If Oprah Winfrey does indeed run for president, Richard Sher, her former talk-show partner at Baltimore's WJZ, is all in.
"There is no doubt in my mind that Oprah would make a fabulously intelligent, fabulously competent president of the United States, and comforting president of the United States," he said Monday afternoon.
Winfrey's rousing speech at Sunday's Golden Globes on sexual and racial inequality and seizing the moment set social media afire almost immediately. The TV personality and mogul, who got her start at Baltimore's WJZ in 1976, has often said she has no interest in running for office. "I will never run for public office," she told the Hollywood reporter in June 2017. "That's a pretty definitive thing."
But that didn't stop speculation that Winfrey's nine-minute speech Sunday night, in accepting the Hollywood Foreign Press's Cecil B. DeMille Award, could prove an opening salvo in an Oprah-for-President campaign. By Monday morning, the hashtag "#oprah2020" was a trending topic on Twitter. CNN reported Monday that Winfrey is "actively thinking" about running for president, according to two close friends. And Winfrey's longtime partner, Stedman Graham, told The Los Angeles Times that "she would absolutely do it."

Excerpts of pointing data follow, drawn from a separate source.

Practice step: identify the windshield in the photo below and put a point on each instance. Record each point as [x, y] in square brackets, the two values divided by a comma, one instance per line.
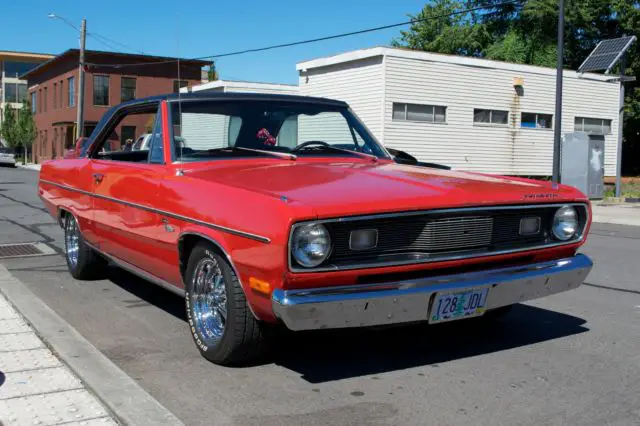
[205, 130]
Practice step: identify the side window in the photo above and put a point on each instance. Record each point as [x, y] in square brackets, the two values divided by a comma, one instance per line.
[130, 137]
[156, 150]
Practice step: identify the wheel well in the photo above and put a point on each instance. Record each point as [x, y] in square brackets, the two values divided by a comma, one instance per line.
[187, 243]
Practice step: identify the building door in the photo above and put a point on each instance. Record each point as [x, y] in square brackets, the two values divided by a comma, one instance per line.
[68, 140]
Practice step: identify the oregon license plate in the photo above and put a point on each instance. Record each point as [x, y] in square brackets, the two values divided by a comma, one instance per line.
[458, 305]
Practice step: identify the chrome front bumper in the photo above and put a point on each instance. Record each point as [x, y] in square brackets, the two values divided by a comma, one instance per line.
[409, 301]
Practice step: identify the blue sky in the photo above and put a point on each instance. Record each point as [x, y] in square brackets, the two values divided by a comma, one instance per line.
[198, 28]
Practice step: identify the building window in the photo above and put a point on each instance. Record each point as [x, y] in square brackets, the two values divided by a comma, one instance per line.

Sher remains close with Winfrey, a friend since they began working together on WJZ's "People are Talking" when it debuted in August 1978. He had just gotten off the phone with Winfrey, Sher said, who was "blown away" by reaction to the speech.
"She is overwhelmed by the groundswell of support and the media avalanche that has happened," he said. "That speech last night was so outstanding. It struck a chord with so many people. … Not only the folks in the audience, but the whole country, who are looking for an alternative to what is available now."
Beverly Burke, who was brought in by WJZ to replace Winfrey when she left Baltimore for Chicago in December 1983, said she also gladly would jump on any Oprah bandwagon.
"It would be a good thing," said Burke. "I would not be surprised if this picked up momentum."
The hype doesn't surprise Burke, whose time at WJZ only overlapped Winfrey's by about two weeks, but said she was impressed by her colleague's power and charisma then, and still is.
"She has never stopped making headlines," said Burke, who remains in the Baltimore area, where she works as a media consultant, including for The Baltimore Sun. "Immediately after she moved to Chicago, she never stopped making headlines."
"I've loved her work, I've loved her enterprising ways," Burke added. "The inspiration that she laid out for people, no matter their color or walk in life, is one that's a message I'd like to be behind."
Sher joked that Winfrey promised him a job in the White House if she runs. He also said, however, that he's not so sure she'll ever throw her hat in the ring.
"She is very happy where she is in life," Sher said. "She touches so many people in so many ways...She's very content with that, and helping make a difference in this world. I'm not sure she'd be happy doing it at the White House."
Plenty of celebrities have been quoted in the press or taken to social media since Sunday night in support of launching Winfrey on the road to the presidency.
"She launched a rocket tonight," actor Meryl Streep told The Washington Post. "I want her to run for president."
Actor and singer Leslie Odom Jr. tweeted, "She's running. A new day is on the way," while country singer Billy Gilman joined the Twitter chorus with "@Oprah, my friend. Please run for President." Even conservative columnist Bill Kristol tweeted,"Oprah. #ImWithHer."
Actress and Maryland native Paula Marshall, who posted her support for Winfrey on her Facebook page Sunday night, left little doubt where her sympathies lie.
"If a racist, arrogant, buffoon can tap into the hate in our country, I'm pretty sure a brilliant motivating powerhouse can pull us out with strength, compassion and love," she wrote in an email Monday morning, "#Oprah2020."